Hi all my fellow cruise-chatters!
Swimmers on board's son did a science project on cruise ship stabilizers. It was a great idea and even earned him excused absences for the effort. We thought it might be interesting (and fun) to let our imaginations flow and give some thought to other projects kids might do while on a cruise to earn school credit. So, all you "out of the box" thinkers, educators, and anyone else who might have an idea - let's get creative.
Okay, I am not an educator and I have't been known as one who thinks out of the box. BUT, I think it woud be interesting to log all the food a family consumes on a cruise and compare it to their regular caloric intake.

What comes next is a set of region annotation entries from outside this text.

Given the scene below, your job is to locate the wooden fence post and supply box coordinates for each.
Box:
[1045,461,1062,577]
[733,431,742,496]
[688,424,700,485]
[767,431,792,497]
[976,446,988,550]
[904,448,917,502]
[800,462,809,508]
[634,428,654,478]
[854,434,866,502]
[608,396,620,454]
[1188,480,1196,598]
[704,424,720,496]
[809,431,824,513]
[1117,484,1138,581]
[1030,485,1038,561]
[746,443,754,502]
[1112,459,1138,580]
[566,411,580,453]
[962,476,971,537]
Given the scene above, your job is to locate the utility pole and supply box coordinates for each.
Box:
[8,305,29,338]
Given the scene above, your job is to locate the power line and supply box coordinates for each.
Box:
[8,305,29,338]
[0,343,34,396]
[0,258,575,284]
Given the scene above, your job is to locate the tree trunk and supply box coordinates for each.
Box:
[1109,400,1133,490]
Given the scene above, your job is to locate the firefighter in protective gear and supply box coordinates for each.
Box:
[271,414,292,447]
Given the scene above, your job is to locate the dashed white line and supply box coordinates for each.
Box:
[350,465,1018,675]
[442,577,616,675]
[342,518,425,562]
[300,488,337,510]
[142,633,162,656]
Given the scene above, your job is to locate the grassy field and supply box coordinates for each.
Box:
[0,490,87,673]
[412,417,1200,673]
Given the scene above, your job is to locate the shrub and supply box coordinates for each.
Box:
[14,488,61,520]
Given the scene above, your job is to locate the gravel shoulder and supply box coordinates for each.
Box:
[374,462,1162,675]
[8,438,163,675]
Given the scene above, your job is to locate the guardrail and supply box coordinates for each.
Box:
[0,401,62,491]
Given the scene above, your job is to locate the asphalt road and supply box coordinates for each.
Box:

They could predict how much they will eat, how much weight they think they will gain and then compare it to the real thing (Of course they may not really want to know)
Of course there's the obvious, namely involving the ports of call. A student could do a geography project, with pre-cruise preparation including learning some basic facts about each island they will be visiting. The kids could then use their personal observations from their experiences on each island to do a comparison of islands - say, which one had the cleanest or the whitest beaches, and what causes the color of each island's beaches. Or what the non-tourist-related economy is based on (i.e. sugar cane, ship repair, etc.)
Okay, I know this was my idea to start the thread, but in unpacking from my last cruise, I had a thought for a science project to add to our list: Collect sand from every port of call and from different beaches at the same port if applicable. Then categorize them according to color, texture, physical composition. Having started a "sand collection" I am amazed at the different quality and physical aspects of sand taken from various beaches in my travels. What I thought was a soft, white sandy beach was not necessarily so when compared with other samples.
My son did a "cruise project" in which he took samples of the water from each port(including Miami). Once we returned home he ran tests and was abe to analyze and compare them. Now, I know this was a high school project, and don't ask me how he analyzed them - he is the science whiz in the family. But, when I saw this thread I just thought I would pass it on.